こうしてまさかの邂逅の翌日、翠炎隊一行は予定通り秦真を出発。そして数日ほどかけて、何事もなく崑萊山の麓まで到着した。
「噂には聞いていたがでけぇな~」
まさに天まで伸びるような、そびえ立つ山を見上げ、バンビは感嘆の声を上げる。
「実際にこの辺りでは一番大きい山ですからね。しかも獣然宗の本拠地ということで荘厳さというか迫力を増しているように見える。数字以上に大きく感じるはずですよ」
アンミツは説明を口にしながらマウ車から降りる。その後に監視役である関敦も続く。
「ここからは徒歩になります。宜しいですか?」
「ええ、もちろん」
「かなりきつい登山になりそうだが、外を歩けるのはありがたい。マジでここ何日かずっとマウ車と宿にこもりっぱなしだったからな」
バンビは鈍った身体を起こすように、腕をぐるぐると回し、肩を温めた。
「元気はあり余っているみたいですね」
「おかげさまで」
「ですが、その力は登山にだけに使うように。もし起源獣に遭遇しても殺してはダメですよ」
「わかってるよ。獣然宗は起源獣との共存を謳ったる宗派、そのお膝元で起源獣殺しなんてもってのほか……耳にタコができるくらい聞いたぜ」
「でしたら結構。ワタシに付いて来てください、翠炎隊の皆様」
「はい」
関敦を先頭についに一行は目的地である崑萊山に足を踏み入れた。
そこは霧が立ち込め、妙に空気が澄んでいて歩いているだけで身も心も清められるような気持ちになった。
「なんか変に身構えちまったが、入ってみると道は思ったよりもなだらかだし、空気はうまいし、登山するには絶好の場所だな」
「ワタシも初めて来た時にはそう思いました」
「やっぱりさっきからやたらと崑萊山に詳しそうな感じを出してると思ったら、前に来たことあるんですね」
「先の慇との戦いで先代皇帝が亡くなり、新たに息子である統極様が皇帝になられた報告しに来た一団の端にワタシも加えてもらったんです」
「だから、自分達に同行することに……」
「ええ。

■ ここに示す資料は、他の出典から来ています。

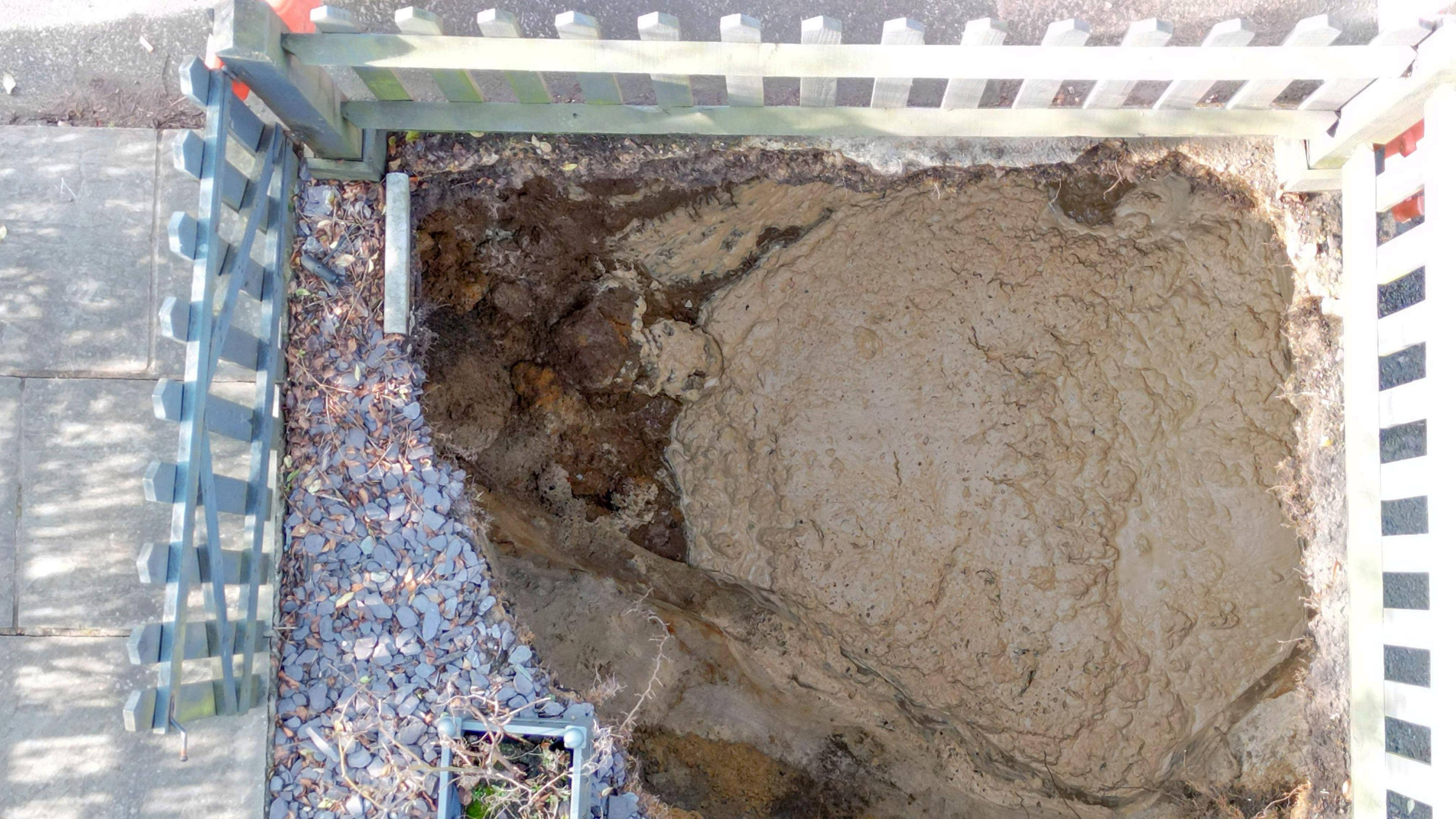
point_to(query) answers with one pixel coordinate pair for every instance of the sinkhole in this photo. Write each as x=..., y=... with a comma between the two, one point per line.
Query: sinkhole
x=951, y=490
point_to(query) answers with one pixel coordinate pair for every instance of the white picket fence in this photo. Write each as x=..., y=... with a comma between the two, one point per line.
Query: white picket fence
x=290, y=74
x=1400, y=346
x=1400, y=349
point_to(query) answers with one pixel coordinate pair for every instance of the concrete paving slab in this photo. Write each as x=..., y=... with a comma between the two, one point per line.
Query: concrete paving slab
x=64, y=755
x=76, y=264
x=174, y=275
x=85, y=445
x=9, y=493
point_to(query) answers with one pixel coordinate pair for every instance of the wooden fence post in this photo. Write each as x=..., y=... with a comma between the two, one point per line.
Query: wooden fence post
x=249, y=41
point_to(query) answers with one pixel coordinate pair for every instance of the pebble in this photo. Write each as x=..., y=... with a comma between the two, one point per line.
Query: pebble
x=388, y=623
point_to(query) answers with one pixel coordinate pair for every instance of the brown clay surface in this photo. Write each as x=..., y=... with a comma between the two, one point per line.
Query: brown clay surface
x=970, y=474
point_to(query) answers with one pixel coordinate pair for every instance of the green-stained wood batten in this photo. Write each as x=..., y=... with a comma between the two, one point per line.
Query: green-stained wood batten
x=383, y=83
x=529, y=86
x=785, y=120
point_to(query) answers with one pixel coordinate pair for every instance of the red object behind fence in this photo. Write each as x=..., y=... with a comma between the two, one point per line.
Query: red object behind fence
x=295, y=15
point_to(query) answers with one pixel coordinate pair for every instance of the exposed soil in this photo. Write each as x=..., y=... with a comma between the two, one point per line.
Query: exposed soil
x=601, y=350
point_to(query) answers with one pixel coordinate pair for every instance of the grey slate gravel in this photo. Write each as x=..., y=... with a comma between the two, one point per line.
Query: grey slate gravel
x=386, y=607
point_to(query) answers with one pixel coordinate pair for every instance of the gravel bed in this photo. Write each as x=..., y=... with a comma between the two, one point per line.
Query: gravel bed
x=388, y=620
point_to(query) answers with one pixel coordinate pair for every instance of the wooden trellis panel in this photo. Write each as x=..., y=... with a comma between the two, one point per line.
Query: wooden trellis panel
x=251, y=266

まさかあの時は灑の人間とこの山を登ることになるとは思いませんでしたよ。しかもよりによって一戦交えた相手とね」
「ふふっ……ですよね……」
関敦の皮肉交じりの言葉にリンゴは乾いた笑いで返すしかなかった。
「ちなみにそん時は起源獣に遭遇したのか?」
「いいえ。拍子抜けするくらい何事もなく、獣然宗の住居までたどり着くことができました」
「つーことは、ここからはあんたも初体験ってことね」
瞬間、関敦はもちろん翠炎隊にも緊張が走り、それと同時に意識が戦闘態勢へと移行する。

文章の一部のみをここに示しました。